DIAGNOSTIC EVALUATION: Polysomnography consisting of these parameters 1) EEG (encephalogram): Record the different stages of sleep (1, 2, 3, 4, REM, and Wakefulness), seizures activity 2) EOG (electrooculogram): Measure actitivity of the eye to determine when sleep and REM sleep occurs 3) EMG (electromyogram): Measure muscle tension in the body to determine when sleep occurs as well as REM sleep, as well as to monitor for Periodic Limb Movement Disorder 4) EKG (Electrokardiogram): Rule out underlying heart pathology 5) Pressure transducers: Measure nasal and oral airflow, and rate of respiration 6) Belts: Measure respiratory effort as these belts expand and contract upon breathing effort 7) Pulse ox: Determine changes in blood oxygen levels that often occur with sleep apnea and other respiratory problems. STANDARD DEFINITION: 1) Apneic event: ≥ 10 seconds interval between breaths, with either a neurological arousal (≥ 3 seconds shift in EEG frequency) or blood oxygen desaturation ≥ 3-4% or both 2) Clinically significant sleep apnea: ≥ 5 events/hour of sleep time 3) Hypopneas: 50% ↓ air flow for > 10 s, followed by a 4% desaturation, &/or arousal. The Apnea- Hypopnea Index (AHI) is expressed as the number of apneas and hypopneas per hour of sleep.
Home oximetry: May be adequate and easier to obtain than formal polysomnography in patients who are at high likelihood of having OSA. High probability patients were indentified by Epworth Sleepiness Scale (ESS) of ≥ 10 and a Sleep Apnea Clinical Score (SACS) ≥ 15.

Person using a CPAP mask, covering only nose
By Michael Symonds - Eigenanfertigung (Aufnahme ist übrigens nicht gestellt.), CC BY-SA 2.0 de, https://commons.wikimedia.org/w/index.php?curid=6078536
CPAP machine with two models of full face masks
By Zboralski - Own work, CC BY-SA 3.0, https://commons.wikimedia.org/w/index.php?curid=28930739
Uvulopalatopharyngoplasty. A) pre-operative, B) original UPPP, C) modified UPPP, and D) minimal UPPP.

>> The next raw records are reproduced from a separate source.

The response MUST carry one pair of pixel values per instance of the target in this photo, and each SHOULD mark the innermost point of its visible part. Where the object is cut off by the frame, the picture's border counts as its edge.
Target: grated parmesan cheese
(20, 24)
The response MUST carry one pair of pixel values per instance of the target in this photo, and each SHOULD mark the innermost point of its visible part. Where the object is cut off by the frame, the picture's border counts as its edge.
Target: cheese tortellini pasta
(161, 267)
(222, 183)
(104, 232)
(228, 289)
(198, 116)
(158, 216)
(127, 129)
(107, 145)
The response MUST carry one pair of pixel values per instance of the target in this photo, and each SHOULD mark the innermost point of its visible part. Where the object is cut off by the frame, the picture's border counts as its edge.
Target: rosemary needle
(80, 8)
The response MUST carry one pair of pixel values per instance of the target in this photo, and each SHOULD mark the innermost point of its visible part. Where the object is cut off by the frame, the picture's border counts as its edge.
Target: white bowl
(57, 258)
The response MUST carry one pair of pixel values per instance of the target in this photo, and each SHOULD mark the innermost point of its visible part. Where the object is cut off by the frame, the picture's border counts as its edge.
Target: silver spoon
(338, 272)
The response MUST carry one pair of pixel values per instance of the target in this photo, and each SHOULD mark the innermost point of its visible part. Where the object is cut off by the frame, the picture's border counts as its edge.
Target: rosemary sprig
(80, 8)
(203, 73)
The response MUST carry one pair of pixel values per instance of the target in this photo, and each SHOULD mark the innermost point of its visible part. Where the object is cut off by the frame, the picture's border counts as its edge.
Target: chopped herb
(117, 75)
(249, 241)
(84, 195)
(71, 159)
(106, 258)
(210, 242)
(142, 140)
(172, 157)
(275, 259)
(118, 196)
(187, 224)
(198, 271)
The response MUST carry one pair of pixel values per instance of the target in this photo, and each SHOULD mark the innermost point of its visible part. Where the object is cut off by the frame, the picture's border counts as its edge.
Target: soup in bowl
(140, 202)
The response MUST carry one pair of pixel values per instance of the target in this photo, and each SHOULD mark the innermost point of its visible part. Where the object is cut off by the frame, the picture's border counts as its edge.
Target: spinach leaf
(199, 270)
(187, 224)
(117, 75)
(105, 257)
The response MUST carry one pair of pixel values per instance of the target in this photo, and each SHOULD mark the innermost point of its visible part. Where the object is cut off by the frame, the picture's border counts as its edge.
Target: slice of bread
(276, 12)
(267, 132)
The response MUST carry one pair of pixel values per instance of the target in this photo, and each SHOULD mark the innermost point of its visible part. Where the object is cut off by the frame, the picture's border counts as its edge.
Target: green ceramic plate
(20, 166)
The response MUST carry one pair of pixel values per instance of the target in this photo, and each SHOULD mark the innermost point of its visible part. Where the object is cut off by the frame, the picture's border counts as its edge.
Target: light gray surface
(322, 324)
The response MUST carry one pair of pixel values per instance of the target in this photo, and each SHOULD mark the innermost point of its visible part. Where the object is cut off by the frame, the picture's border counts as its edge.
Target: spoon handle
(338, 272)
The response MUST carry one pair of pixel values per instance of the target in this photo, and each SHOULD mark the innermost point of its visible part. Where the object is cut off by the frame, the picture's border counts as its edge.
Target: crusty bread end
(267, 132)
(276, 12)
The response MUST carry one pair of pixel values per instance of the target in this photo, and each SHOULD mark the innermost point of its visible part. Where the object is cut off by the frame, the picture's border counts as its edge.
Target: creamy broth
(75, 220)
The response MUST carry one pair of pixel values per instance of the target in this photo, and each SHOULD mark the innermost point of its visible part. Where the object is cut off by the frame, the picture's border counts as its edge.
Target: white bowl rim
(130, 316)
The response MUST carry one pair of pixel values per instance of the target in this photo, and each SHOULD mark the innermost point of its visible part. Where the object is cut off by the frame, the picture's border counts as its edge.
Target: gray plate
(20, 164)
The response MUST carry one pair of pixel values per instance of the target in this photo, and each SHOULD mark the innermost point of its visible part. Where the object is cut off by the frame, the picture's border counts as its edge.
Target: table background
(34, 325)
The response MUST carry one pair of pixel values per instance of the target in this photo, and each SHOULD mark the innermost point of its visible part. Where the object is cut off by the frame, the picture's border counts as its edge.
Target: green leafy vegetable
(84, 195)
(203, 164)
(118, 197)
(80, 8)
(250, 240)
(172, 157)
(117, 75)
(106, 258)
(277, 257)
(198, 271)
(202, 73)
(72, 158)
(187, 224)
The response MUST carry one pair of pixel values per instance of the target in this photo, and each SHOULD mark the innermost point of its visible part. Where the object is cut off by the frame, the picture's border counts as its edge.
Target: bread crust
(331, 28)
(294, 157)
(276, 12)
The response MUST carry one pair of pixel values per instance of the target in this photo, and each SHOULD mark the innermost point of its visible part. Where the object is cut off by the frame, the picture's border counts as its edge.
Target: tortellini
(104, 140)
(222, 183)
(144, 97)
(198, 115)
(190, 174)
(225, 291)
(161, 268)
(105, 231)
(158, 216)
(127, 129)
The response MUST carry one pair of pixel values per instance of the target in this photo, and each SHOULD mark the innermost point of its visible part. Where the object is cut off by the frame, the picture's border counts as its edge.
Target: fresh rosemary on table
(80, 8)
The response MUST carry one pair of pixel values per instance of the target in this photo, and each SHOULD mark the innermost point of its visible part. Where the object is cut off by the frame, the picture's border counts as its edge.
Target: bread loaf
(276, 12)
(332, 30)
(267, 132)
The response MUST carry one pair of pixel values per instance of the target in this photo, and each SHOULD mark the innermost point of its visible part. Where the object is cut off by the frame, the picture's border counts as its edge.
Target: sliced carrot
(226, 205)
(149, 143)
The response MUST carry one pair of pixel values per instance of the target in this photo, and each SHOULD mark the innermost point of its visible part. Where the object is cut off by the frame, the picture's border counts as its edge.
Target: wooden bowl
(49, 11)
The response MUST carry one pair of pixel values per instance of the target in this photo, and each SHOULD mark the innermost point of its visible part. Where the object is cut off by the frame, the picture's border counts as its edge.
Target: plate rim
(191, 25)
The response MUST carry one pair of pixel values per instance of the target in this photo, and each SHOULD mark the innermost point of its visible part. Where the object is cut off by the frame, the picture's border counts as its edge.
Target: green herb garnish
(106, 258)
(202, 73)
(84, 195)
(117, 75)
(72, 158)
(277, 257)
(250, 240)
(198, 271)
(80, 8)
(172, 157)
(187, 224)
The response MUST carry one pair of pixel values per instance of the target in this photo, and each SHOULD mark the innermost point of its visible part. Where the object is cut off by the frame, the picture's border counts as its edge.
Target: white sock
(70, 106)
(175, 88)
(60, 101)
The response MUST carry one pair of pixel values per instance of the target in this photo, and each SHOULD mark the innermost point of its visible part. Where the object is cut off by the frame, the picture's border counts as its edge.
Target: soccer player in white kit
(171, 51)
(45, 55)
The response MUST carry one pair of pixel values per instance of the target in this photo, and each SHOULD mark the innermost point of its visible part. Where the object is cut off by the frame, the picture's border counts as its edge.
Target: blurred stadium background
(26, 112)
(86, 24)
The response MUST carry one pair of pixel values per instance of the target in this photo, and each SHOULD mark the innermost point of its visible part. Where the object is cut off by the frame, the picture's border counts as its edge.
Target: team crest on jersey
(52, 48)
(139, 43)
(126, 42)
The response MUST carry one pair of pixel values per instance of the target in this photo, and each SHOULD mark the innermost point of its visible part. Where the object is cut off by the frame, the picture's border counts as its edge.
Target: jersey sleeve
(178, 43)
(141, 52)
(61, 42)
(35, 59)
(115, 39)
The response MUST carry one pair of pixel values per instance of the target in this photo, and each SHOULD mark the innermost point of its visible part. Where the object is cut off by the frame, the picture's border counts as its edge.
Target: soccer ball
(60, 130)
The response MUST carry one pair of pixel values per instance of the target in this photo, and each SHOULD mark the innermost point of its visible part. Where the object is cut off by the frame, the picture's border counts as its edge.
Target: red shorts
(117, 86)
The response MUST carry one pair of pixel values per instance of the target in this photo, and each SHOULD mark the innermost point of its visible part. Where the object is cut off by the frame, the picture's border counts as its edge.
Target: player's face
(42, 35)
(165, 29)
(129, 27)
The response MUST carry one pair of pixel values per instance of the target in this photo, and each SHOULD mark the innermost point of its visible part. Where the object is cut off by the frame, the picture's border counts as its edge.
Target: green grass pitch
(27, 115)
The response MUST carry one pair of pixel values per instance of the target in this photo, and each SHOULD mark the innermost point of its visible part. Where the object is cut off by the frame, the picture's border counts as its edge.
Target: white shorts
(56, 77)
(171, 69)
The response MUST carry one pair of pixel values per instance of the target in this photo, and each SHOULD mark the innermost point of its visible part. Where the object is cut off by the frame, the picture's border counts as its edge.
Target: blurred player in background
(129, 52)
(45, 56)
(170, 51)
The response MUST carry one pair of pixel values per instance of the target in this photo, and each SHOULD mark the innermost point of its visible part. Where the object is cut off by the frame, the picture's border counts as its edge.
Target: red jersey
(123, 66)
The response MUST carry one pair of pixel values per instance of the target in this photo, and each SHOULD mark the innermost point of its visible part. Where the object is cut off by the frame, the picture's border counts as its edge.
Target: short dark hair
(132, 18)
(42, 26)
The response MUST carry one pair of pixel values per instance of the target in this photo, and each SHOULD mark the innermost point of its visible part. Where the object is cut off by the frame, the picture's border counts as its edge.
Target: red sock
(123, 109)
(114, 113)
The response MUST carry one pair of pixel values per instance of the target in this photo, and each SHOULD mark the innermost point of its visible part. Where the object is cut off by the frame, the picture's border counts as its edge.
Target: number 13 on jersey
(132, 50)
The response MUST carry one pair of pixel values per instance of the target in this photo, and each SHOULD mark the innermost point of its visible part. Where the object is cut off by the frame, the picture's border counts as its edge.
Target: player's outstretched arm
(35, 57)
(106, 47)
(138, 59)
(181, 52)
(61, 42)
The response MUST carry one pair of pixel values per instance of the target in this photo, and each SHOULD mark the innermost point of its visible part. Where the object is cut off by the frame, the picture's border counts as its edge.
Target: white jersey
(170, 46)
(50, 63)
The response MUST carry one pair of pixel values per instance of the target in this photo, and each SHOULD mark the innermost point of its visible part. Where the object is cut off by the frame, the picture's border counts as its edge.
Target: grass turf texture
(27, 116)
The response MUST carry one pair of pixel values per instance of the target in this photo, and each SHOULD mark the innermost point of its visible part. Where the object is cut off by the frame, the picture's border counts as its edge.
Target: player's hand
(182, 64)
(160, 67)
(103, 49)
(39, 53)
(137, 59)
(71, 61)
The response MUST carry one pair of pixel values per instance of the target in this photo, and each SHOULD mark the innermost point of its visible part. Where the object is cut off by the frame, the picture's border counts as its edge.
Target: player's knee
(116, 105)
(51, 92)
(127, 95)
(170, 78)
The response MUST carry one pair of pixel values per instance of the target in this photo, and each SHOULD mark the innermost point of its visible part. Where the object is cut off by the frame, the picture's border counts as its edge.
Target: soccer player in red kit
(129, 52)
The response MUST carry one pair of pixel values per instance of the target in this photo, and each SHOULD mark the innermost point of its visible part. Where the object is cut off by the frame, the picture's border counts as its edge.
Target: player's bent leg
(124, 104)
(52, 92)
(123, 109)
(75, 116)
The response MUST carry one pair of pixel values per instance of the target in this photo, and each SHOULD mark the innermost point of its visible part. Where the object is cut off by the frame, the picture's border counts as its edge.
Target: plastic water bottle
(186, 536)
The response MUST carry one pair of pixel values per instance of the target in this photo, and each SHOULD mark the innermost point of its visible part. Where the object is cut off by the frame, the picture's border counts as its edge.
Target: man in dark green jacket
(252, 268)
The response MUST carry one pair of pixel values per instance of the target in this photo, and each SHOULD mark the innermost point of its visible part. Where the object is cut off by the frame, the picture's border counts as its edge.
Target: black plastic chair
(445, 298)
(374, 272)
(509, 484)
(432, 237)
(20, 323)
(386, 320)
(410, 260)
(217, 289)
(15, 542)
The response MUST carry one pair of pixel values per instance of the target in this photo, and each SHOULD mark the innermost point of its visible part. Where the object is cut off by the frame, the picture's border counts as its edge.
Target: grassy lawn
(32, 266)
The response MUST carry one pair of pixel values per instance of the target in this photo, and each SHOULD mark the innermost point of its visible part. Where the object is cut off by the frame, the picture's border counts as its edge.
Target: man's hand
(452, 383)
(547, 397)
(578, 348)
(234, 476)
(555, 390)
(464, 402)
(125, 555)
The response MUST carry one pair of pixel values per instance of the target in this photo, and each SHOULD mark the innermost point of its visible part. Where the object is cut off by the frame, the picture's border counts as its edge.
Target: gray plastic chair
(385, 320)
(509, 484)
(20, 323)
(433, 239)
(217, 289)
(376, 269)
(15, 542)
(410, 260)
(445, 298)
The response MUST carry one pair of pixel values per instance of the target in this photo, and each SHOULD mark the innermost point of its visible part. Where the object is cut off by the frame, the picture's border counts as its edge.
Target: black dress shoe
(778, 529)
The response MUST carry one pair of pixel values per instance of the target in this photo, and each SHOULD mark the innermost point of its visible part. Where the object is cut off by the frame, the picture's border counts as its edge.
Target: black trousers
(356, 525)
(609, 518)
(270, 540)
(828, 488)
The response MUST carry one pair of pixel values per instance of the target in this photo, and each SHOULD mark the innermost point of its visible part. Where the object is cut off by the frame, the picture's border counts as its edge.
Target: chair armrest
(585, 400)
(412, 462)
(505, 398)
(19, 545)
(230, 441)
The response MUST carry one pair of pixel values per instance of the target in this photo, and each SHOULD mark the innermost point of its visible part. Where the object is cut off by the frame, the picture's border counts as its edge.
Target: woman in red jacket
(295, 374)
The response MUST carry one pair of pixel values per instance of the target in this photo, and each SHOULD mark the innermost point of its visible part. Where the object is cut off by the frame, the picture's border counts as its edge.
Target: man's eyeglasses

By Drcamachoent - Own work, CC BY-SA 4.0, https://commons.wikimedia.org/w/index.php?curid=38852585
• TREATMENT: Lifestyle: Weight loss, smoking cessation, sleeping at a 30º angle or sideway, avoid central nervous system depressants (alcohol, sedatives), O2 therapy: CPAP is the most common treatment for sleep apnea. Oral Appliance Therapy (OAT): Custom made mouthpiece that shifs the lower jaw forward which opens up the airway. Surgery: Tonsillectomy, adenoidectomy. Treat associated condition: Hypertension: Acetazolamide is recommended as it lower blood pH and encourage respiration. GERD: PPI. Hypothyroidism: L-thyroxine.